Observo admirado a água barrenta do rio e o seu movimento ininterrupto. O sol faz sombras nas ondas criando um tapete de texturas. Pequenos triângulos escuros que contrastam com o brilho da água, e mudam de tamanho e de forma com tal rapidez que a vista não pode acompanhar nem a memória pode guardar. Como desenhar essa água? Ou melhor, que desenho posso fazer a partir dela? Fico longo tempo nessa observação. Para ver estou aqui. O brilho da água é mais intenso à distância e lá, a sombra da floresta, à contra luz constrói seu perfil, um perfil verde escuro interminável que ora se aproxima, ora distancia. Aqui, acolá, divisa-se uma, duas, três casas de ribeirinhos, às vezes com uma distância considerável uma da outra. Como é morar e viver aqui? Como as pessoas vieram parar aqui? Pergunto. Mas nada está parado. As mesmas perguntas eles devem fazer de lá para cá. O aparecimento tem o mesmo peso do desaparecimento. Baixo Rio Madeira, AM 12.01.2012
Nas várias comunidades onde descemos, as pessoas aceitam posar para minha câmara e para sessões de desenhos à beira do rio. São momentos de concentração e também de conversas sobre eles próprios e sobre a vida na floresta. De uma forma geral, eles se divertem com a situação e sorriem ao se verem retratados. Em Mirari, D. Gracinha, viúva, fala do marido que foi seringueiro; em Bom Retiro, “seu” Raimundo conta que teve de construir quatro vezes sua casa, mudando cada vez para o alto em função do alargamento do Madeira; em São Carlos converso quase toda a tarde com a família de Josimar. Fotografo e desenho membros da família dele. Conversa vai, conversa vem, ele e o vizinho me contam como tem sofrido com dor na coluna e me mostram os remédios que foram buscar no posto de atendimento. Eu, como há anos tenho problema de coluna, e faço fisioterapia, explico-lhes que remédio para dor não basta para quem sofre da coluna e faço com eles uma longa sessão de fisioterapia, no alpendre da casa.

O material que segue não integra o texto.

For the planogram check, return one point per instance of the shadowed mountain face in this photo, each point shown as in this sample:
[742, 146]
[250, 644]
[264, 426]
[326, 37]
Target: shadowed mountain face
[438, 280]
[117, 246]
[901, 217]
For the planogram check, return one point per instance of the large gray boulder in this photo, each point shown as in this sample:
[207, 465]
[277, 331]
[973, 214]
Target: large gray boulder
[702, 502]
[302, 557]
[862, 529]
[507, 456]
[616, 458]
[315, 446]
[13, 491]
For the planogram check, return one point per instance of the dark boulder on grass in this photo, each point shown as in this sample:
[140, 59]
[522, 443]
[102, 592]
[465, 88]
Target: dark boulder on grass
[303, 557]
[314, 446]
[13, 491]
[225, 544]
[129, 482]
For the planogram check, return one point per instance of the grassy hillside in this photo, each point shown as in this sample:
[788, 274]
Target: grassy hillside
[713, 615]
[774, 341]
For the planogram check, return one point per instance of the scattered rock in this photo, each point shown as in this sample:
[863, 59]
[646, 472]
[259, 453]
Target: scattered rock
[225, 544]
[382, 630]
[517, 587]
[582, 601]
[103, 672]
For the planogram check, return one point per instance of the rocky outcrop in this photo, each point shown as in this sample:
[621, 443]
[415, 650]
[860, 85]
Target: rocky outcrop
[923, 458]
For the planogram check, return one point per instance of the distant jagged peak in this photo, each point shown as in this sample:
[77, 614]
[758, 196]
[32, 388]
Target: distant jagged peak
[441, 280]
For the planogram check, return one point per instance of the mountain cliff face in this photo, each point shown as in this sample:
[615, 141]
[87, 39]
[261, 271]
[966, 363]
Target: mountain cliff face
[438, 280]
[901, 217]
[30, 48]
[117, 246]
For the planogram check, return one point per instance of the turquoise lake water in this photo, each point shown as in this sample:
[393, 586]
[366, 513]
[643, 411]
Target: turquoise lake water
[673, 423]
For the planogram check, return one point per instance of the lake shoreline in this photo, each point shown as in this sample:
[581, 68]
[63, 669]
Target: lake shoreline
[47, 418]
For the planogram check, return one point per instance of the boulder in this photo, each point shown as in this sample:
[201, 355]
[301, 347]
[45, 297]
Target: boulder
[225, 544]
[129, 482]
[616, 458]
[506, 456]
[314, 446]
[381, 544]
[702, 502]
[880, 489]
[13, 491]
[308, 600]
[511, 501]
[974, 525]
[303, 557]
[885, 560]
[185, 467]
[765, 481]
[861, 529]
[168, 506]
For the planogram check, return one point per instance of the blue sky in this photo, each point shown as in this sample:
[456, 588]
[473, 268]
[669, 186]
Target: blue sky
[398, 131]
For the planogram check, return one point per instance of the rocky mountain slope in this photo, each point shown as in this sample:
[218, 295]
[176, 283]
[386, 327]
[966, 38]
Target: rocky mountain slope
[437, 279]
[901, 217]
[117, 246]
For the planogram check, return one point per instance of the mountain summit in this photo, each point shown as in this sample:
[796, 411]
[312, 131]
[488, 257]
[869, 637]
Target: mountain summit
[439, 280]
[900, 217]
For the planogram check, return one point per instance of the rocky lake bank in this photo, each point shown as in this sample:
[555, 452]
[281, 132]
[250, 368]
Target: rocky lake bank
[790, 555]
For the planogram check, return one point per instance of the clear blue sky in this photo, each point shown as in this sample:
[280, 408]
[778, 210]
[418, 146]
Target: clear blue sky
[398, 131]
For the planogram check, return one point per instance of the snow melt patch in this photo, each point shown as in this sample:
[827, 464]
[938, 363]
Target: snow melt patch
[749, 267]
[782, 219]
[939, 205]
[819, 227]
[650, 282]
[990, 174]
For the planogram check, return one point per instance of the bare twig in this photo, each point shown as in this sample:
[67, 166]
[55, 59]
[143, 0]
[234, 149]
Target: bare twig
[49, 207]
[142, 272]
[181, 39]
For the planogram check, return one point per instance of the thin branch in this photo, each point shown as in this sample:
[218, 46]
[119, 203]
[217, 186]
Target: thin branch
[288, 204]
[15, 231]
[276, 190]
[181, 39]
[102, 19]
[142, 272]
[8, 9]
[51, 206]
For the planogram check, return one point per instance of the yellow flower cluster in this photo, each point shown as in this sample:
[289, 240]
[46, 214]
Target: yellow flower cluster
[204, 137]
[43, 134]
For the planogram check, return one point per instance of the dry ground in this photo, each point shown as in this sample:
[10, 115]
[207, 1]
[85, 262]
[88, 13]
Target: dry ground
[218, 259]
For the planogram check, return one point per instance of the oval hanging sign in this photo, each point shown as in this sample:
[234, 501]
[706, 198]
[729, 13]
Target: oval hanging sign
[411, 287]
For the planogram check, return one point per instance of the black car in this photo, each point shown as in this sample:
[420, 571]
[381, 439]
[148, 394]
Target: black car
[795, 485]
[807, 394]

Eles memorizam a sequência de exercícios e prometem fazê-los sempre. Combino de enviar-lhes as fotos que tirei deles, mas ninguém sabe o endereço. Uma conta d’água nos dá a informação correta. Eles me presenteiam com uma bonita graviola, castanha-do-pará e carambola. Despedimo-nos com sentimentos de amizade.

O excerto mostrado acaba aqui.